Ah, that new car smell… or stink if you have any financial sense.
I buy used cars/trucks. You don’t pay the “drive it off the lot” tax (~11% of the vehicle’s value the second you drive it off the lot.) After one year, that tax is ~25-30%!
Why not buy it after the 2-year mark, avoid the worst part of the depreciation curve, and not flush so much of your wealth down the toilet?
Well, unless you have money to burn, there is no reason.
I’ll take my family’s most extreme case first:
My son needed a car to get back and forth to college. He only had about $4000 saved and he wanted to make a down payment on something in the $10k range. That’s a $7,000 loan (after TT&L) that would likely have meant a $200+/month payment at that time (probably much worse now.)
Instead, I counseled him to find something for less than $3k while he’s in school, pay cash and save the rest for emergencies.
He’s had the car for 14 months, had a fender bender and it now needs other repairs.
His insurance, and the accident repairs, didn’t cost much because his car is only worth about $3k (he paid $2,500). His annual car registration isn’t that expensive either due to the car’s lower value.
The non-accident repairs, which were a cracked headlight assembly, worn wheel bearing and a wheel alignment came to about $1000. Sounds tragic. He should have bought that newer car, right?
In just the first 14 months, he would have spent $2,800 in payments and that’s without a warranty. If you add that in, probably another $500-600. That would have cost him $3,400 on the high end.
Instead, he’s spending around $1,000 to bring his car up to date and keeping that other $2400 for himself instead of giving it to the bank.
His car is 10 years old and will need repairs from time to time, but instead of giving the bank that $200 per month, he puts that in his savings account and if anything happens, it is no big deal.
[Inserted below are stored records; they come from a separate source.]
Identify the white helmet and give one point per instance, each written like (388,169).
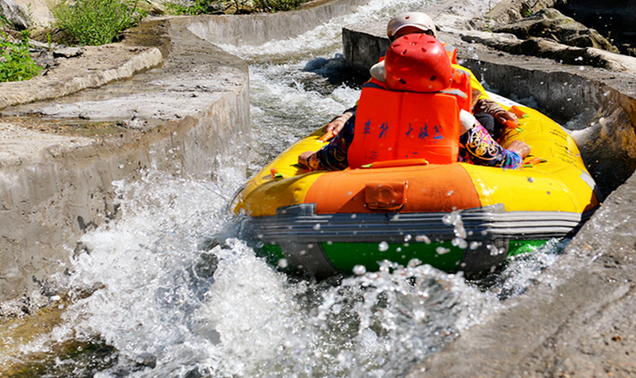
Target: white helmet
(418,20)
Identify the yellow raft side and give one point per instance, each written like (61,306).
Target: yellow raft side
(556,178)
(267,191)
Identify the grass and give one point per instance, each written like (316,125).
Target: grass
(16,63)
(96,22)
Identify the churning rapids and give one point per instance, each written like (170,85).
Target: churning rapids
(152,296)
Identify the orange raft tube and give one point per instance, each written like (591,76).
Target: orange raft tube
(453,216)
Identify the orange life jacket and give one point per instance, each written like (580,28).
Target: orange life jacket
(393,125)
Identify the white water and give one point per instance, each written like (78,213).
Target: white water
(174,308)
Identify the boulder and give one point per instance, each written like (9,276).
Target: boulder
(15,14)
(551,24)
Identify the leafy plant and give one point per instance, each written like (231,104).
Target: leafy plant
(198,7)
(96,22)
(16,63)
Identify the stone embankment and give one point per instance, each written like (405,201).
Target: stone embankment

Even though he’s a college student with his parents footing that bill, the example should work for anyone. I know because my wife and I both have cars that we bought when they were 3-5 years old. We’ve been doing this for decades because paying the reduced price for a used car means that when we sell it, the depreciation curve hasn’t eaten so much of our wealth.
Here’s how it works:
Buy a new truck for $50k, drive it for 5 years. It’ll probably be worth $20k (if you’re lucky) which is a $30k loss ($6k/yr to own). Buy it used after 2 years at $35k, drive it for 5 years, and sell it for $20k which is a $15k loss (3k/yr to own). That just left an additional $15k for your retirement fund, investments, home repairs, college fund, whatever – wealth.
At all costs, avoid the first 2 years of depreciation. If you can brave the maintenance, avoid the first 5.
For a more interesting example, buy that same truck at 5 years old for $20k, sell it 5 years later for $14k. Now that truck only cost you $6k to own for 5 years. You do the math.
Buy what you can afford with cash. Then put the amount of a car payment into your own savings account every month. That money will take care of repairs and/or save up for a better car in the future.
If you are good at buying used cars and pay attention to the market, you will eventually have the cash to buy a shiny new car/truck if you want to dump your money into it. They are still bad investments, but at least you aren’t financing that decision.
Do NOT finance a car. It is one of the worst assets to own and the worst to pay interest on other than whatever crap you buy with your 25%+ credit card. Other than collectible/antique cars, vehicles never go up in value and cost a ton to maintain. Save up, pay cash for whatever you can afford, save up, sell the old one, buy a little better, save up… rinse and repeat.
Don’t let your car keep you broke. The federal government already does a good enough job of that.